Closed zjchuyp closed 8 years ago

zjchuyp commented 8 years ago

I read the souce code lifted_struct_similarity_softmax_layer.cpp, in line 146: scaler = Dtype(2.0)_this_loss / dist_pos; // update x_i caffeaxpy(K, scaler * Dtype(1.0), blob_posdiff.cpu_data(), bout + iK);

I read the paper, the gradient of dJdf{xi} is dJdf{xi} =1/|p| J_{i,j} * (2 (f(xi) -f(xj)), but why dividing D_{i,j} in the code? thanks a lot!

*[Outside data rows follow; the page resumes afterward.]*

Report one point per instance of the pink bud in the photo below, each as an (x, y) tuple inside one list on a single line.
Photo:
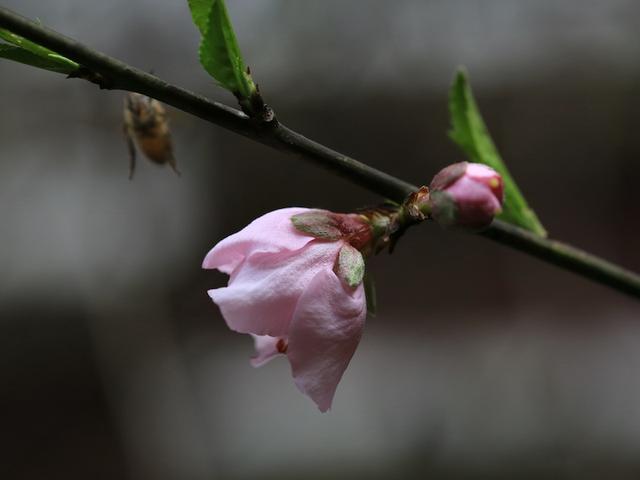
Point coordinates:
[(295, 285), (467, 195)]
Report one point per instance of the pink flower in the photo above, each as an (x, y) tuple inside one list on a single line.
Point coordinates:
[(466, 195), (298, 291)]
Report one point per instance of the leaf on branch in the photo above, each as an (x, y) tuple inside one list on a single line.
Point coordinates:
[(470, 133), (17, 54), (350, 266), (30, 53), (219, 51)]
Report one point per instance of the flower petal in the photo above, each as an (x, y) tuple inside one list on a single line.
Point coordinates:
[(476, 203), (263, 291), (272, 232), (323, 336), (267, 348)]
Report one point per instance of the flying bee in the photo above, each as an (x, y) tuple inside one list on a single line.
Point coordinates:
[(146, 124)]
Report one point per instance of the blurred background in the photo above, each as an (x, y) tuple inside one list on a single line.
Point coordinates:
[(481, 362)]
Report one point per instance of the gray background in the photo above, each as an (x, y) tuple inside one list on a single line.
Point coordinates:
[(481, 362)]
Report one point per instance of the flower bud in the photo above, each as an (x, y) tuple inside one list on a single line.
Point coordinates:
[(466, 195)]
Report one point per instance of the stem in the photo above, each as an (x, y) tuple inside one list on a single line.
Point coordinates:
[(121, 76)]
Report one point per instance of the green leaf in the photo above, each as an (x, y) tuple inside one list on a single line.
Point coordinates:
[(17, 54), (350, 265), (30, 53), (219, 51), (470, 133), (370, 294), (318, 224)]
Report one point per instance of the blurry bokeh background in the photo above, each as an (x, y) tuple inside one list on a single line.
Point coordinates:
[(481, 362)]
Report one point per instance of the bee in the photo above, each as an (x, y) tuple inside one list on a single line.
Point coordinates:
[(146, 124)]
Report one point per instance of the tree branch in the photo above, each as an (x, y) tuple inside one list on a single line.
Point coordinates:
[(118, 75)]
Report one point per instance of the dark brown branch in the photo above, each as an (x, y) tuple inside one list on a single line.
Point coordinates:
[(115, 74)]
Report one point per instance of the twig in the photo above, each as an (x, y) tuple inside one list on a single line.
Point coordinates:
[(120, 76)]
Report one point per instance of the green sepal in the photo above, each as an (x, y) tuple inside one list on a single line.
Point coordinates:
[(350, 266), (470, 133), (370, 294), (219, 51), (30, 53), (318, 224)]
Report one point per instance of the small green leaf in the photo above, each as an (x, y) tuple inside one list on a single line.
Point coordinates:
[(219, 51), (370, 294), (470, 133), (28, 51), (200, 13), (50, 62), (318, 224), (350, 266)]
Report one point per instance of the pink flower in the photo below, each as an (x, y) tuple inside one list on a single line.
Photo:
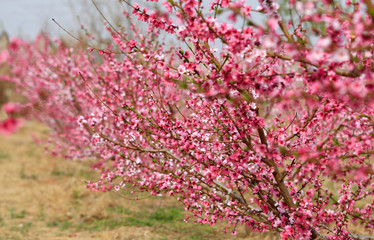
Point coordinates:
[(340, 55), (9, 125)]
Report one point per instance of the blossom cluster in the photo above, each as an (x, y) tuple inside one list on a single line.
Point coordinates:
[(273, 131)]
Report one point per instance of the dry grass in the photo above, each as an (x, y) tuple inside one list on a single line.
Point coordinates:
[(45, 198)]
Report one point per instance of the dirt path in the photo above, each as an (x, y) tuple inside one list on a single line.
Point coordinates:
[(45, 198)]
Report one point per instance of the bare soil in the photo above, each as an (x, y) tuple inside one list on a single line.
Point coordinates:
[(44, 197)]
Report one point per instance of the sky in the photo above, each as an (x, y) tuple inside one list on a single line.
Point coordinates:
[(26, 18)]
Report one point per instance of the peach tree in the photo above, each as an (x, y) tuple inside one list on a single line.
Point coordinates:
[(267, 124)]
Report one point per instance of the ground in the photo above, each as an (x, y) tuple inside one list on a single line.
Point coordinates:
[(44, 197)]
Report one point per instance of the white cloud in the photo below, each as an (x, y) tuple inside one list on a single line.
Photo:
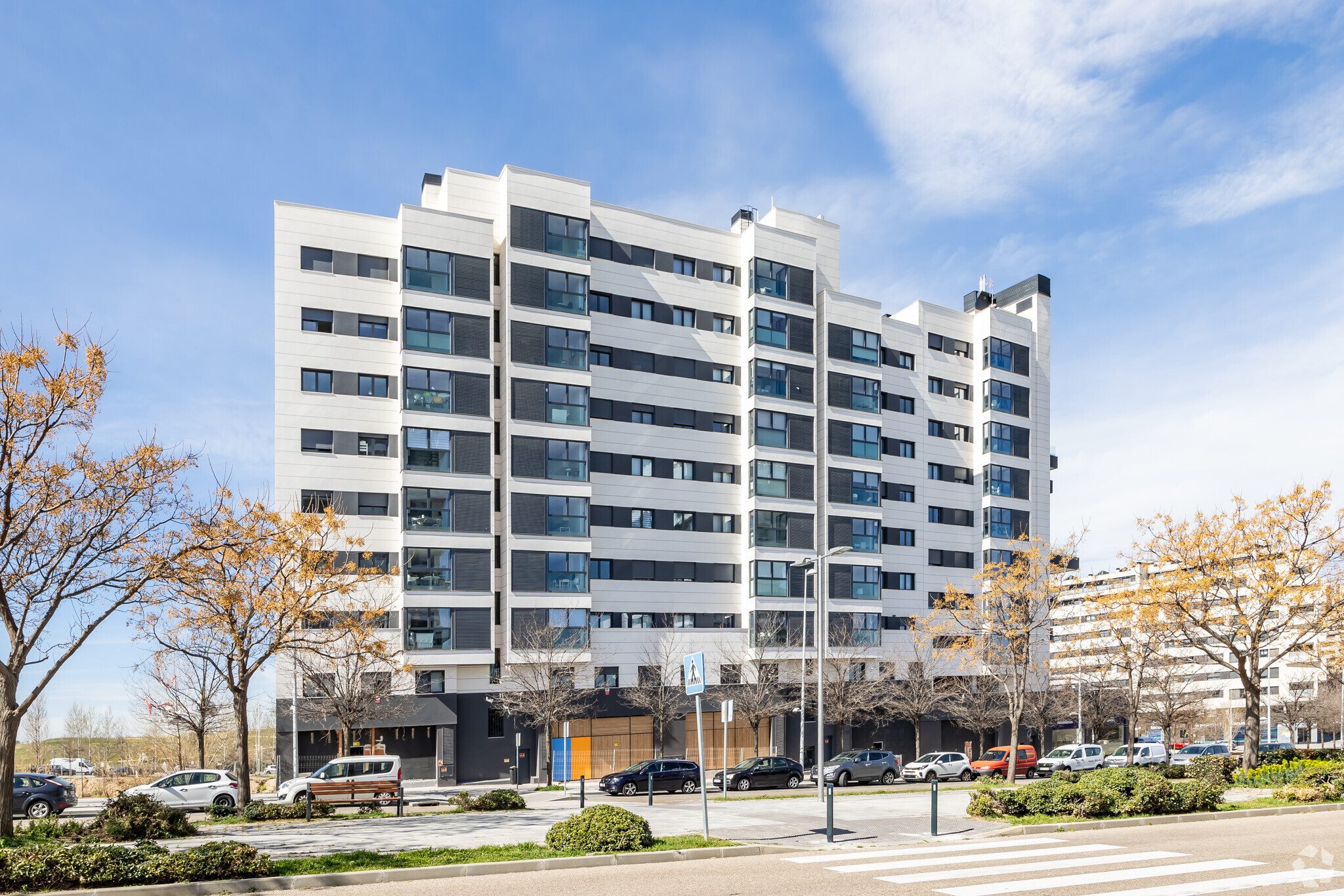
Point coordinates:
[(1307, 160), (973, 98)]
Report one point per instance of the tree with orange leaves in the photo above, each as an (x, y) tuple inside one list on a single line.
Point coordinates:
[(1248, 586), (262, 587), (82, 535)]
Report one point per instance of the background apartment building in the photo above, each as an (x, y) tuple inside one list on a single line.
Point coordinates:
[(549, 410)]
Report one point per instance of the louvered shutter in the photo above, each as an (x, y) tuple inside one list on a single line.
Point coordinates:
[(527, 285), (471, 277)]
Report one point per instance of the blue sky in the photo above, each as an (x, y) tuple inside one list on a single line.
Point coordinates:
[(1173, 167)]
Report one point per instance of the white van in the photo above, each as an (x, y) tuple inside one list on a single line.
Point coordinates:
[(343, 769)]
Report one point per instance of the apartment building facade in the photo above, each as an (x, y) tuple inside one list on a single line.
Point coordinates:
[(547, 410)]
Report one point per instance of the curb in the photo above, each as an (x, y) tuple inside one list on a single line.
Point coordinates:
[(1164, 820), (433, 872)]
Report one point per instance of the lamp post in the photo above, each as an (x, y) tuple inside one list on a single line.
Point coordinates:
[(823, 636)]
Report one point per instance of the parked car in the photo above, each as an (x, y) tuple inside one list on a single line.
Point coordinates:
[(938, 765), (996, 762), (42, 796), (192, 789), (763, 771), (1145, 754), (1185, 755), (669, 775), (1077, 758), (345, 769)]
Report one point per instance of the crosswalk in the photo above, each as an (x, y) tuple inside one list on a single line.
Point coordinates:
[(999, 866)]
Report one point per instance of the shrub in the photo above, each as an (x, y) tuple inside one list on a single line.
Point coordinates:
[(600, 829)]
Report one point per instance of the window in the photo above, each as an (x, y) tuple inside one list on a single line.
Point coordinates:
[(772, 429), (373, 386), (318, 380), (316, 321), (566, 348), (566, 516), (318, 260), (428, 270), (316, 441), (864, 347), (429, 331), (770, 328), (566, 573), (373, 327), (772, 579), (566, 460), (864, 488), (866, 535), (772, 280), (566, 403), (428, 451), (566, 292), (566, 235)]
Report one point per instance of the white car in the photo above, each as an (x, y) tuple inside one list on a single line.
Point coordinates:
[(192, 789), (1077, 758), (1144, 755), (343, 769), (944, 766)]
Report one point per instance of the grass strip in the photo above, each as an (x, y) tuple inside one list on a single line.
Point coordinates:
[(366, 860)]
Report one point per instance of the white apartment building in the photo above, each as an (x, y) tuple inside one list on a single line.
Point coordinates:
[(546, 409)]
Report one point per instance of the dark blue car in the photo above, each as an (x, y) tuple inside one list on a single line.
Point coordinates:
[(669, 775)]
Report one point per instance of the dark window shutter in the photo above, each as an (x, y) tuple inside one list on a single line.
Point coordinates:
[(528, 457), (472, 394), (527, 285), (472, 335), (528, 514), (471, 512), (800, 528), (837, 390), (471, 452), (527, 229), (839, 340), (528, 570), (527, 343), (472, 570), (528, 401)]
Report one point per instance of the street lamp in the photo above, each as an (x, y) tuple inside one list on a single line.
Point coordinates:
[(823, 633)]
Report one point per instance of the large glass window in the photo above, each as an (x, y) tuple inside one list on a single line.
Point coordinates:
[(429, 331), (566, 292), (428, 270), (566, 348), (566, 235)]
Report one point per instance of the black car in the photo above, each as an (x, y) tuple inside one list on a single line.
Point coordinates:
[(669, 775), (763, 771), (42, 796)]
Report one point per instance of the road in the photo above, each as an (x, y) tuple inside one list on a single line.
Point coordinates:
[(1272, 856)]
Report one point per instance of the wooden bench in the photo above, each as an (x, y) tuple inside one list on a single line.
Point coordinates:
[(351, 792)]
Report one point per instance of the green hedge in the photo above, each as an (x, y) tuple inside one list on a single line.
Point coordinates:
[(600, 829), (54, 866)]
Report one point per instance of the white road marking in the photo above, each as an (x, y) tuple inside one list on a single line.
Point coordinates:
[(956, 874), (1096, 878), (977, 857), (919, 851)]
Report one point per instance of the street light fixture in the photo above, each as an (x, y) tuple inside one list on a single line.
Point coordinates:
[(823, 636)]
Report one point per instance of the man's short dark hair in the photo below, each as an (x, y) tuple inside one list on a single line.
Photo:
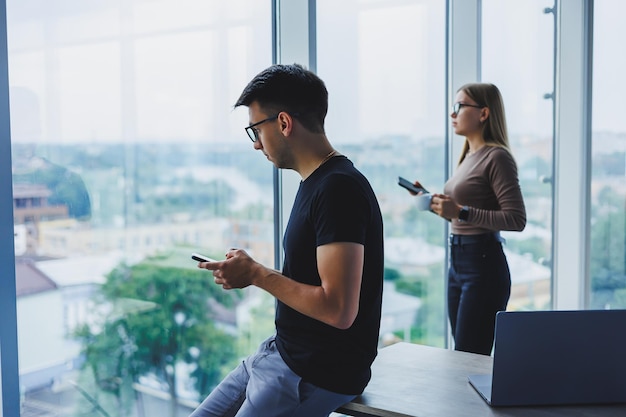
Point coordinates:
[(289, 88)]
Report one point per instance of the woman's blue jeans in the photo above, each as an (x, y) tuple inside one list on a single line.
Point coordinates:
[(479, 285)]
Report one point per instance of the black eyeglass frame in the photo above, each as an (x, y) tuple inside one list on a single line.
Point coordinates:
[(253, 134), (456, 107)]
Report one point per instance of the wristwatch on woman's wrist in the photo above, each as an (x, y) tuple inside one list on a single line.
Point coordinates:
[(464, 214)]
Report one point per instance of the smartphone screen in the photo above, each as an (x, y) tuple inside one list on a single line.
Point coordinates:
[(201, 258), (403, 182)]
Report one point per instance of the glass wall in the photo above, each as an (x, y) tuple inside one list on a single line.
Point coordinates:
[(127, 158), (387, 112), (517, 55), (608, 178)]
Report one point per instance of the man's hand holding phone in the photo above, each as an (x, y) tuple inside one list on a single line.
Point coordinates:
[(201, 258)]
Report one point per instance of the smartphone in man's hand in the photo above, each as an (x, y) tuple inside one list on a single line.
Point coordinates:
[(201, 258), (403, 182)]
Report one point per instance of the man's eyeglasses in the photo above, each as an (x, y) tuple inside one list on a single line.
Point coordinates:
[(253, 133), (458, 106)]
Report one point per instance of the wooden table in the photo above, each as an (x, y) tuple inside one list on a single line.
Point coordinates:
[(415, 380)]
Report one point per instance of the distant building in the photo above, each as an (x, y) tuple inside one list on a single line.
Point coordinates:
[(30, 205), (30, 208)]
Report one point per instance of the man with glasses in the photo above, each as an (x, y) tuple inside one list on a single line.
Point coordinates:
[(329, 293)]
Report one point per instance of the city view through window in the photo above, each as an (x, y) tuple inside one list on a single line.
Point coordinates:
[(128, 156)]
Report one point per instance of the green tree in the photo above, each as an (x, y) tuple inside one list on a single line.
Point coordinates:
[(157, 317)]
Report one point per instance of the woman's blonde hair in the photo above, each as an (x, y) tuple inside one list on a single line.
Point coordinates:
[(494, 128)]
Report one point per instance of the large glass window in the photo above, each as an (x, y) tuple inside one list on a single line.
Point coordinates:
[(518, 57), (386, 81), (608, 175), (127, 158)]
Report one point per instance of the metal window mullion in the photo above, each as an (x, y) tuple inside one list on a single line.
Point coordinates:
[(9, 370), (572, 156)]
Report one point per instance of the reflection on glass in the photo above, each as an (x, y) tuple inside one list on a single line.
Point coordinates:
[(517, 56), (386, 74), (127, 158), (608, 185)]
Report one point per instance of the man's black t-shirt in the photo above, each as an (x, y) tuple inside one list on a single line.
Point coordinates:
[(334, 204)]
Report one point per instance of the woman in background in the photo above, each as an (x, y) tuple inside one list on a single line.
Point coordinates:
[(482, 198)]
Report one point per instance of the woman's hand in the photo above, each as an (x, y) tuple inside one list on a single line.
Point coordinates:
[(445, 206)]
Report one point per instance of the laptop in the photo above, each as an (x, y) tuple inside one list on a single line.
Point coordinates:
[(556, 358)]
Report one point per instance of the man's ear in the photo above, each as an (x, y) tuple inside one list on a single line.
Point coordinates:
[(285, 121)]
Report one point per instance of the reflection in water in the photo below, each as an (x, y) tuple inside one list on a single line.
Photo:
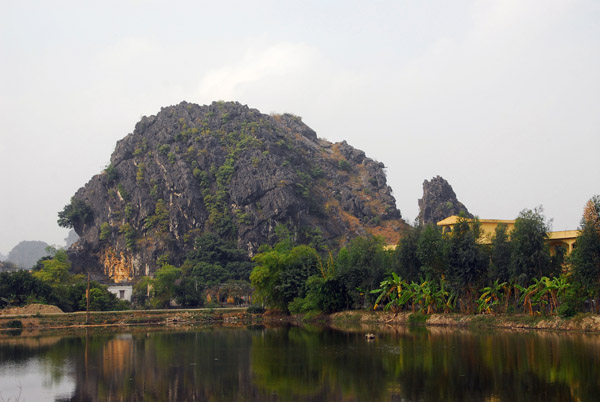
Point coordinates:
[(294, 364)]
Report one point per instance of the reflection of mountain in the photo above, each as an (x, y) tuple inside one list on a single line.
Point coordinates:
[(293, 364)]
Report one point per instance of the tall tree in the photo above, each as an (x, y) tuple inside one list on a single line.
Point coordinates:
[(431, 251), (586, 255), (530, 256), (405, 260), (500, 252), (466, 261)]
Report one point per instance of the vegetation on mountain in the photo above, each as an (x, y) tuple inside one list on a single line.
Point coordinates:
[(227, 170)]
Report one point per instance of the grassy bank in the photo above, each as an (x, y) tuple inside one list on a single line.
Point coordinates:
[(368, 320), (579, 323), (126, 318)]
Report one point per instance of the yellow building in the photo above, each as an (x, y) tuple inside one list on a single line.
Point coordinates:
[(563, 238)]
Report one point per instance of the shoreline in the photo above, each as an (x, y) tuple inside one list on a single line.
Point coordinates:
[(362, 319)]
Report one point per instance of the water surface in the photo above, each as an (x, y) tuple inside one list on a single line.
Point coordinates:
[(301, 364)]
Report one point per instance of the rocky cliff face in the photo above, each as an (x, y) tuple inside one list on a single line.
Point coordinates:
[(439, 202), (27, 253), (230, 170)]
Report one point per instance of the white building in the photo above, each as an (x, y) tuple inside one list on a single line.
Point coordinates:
[(123, 292)]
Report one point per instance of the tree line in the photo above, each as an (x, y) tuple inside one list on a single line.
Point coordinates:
[(428, 271), (51, 282)]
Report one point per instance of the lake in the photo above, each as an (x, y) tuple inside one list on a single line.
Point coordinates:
[(300, 364)]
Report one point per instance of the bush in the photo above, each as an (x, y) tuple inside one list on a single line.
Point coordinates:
[(255, 309)]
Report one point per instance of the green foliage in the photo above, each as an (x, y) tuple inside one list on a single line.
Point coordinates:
[(361, 266), (163, 286), (105, 231), (500, 255), (21, 287), (405, 260), (160, 219), (343, 164), (164, 149), (130, 234), (112, 174), (586, 260), (139, 177), (432, 252), (55, 270), (281, 275), (100, 298), (124, 194), (75, 215), (530, 255), (466, 261)]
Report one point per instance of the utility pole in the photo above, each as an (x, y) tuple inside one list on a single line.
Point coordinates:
[(87, 296)]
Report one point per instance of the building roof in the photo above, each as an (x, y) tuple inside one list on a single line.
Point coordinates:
[(452, 220)]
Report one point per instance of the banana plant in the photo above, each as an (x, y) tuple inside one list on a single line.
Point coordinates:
[(396, 290), (491, 296)]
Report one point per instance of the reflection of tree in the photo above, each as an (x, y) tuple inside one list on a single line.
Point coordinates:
[(294, 364), (326, 365), (205, 365)]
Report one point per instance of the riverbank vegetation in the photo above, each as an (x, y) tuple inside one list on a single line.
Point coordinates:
[(428, 272)]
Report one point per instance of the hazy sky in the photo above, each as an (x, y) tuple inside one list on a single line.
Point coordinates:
[(501, 98)]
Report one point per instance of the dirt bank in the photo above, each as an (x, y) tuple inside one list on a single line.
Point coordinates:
[(50, 317), (31, 309), (579, 323)]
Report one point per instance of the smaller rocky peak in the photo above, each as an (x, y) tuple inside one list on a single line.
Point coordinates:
[(350, 153), (439, 202)]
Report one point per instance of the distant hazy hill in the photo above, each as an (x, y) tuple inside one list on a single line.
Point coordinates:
[(27, 253), (229, 170)]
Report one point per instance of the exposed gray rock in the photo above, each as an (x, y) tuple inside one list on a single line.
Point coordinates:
[(230, 170), (27, 253), (439, 202)]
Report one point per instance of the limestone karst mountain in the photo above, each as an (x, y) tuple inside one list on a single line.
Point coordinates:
[(439, 202), (227, 169), (25, 254)]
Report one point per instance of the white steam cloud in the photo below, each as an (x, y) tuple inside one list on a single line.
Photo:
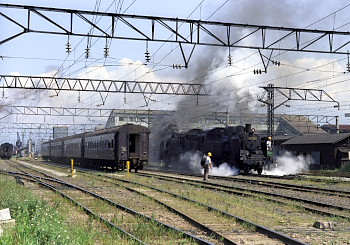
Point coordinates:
[(290, 164), (190, 161)]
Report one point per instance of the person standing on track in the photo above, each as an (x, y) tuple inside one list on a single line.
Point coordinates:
[(206, 164)]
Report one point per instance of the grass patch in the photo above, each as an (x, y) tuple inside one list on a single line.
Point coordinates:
[(39, 223), (345, 168)]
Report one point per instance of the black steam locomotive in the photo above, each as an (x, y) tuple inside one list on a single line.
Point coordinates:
[(108, 148), (6, 150), (238, 146)]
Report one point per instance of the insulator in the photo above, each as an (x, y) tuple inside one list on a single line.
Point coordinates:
[(147, 56), (87, 52), (68, 47), (177, 66), (229, 60), (106, 53)]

zjchuyp commented 8 years ago

lines 63 in get_training_examples_multilabel.m have: % add self pairs pos_pairs(insert_idx : insert_idx + this_class_num_images-1, :) = ... repmat(image_ids', 1, 2); pos_class(insert_idx : insert_idx + this_class_num_images-1, :) = class_id;

we will have the same sample for xi and xj, so "dist_pos" in lifted_struct_similarity_softmax_layer.cpp will be zero!

rksltnl commented 8 years ago

Gradient: read the paper again. Implementation is correct.

Batch preparation: Even though I write the same images as a positive pair, each of them undergo the random crop operation in Caffe. Thus, their distances are non-zero.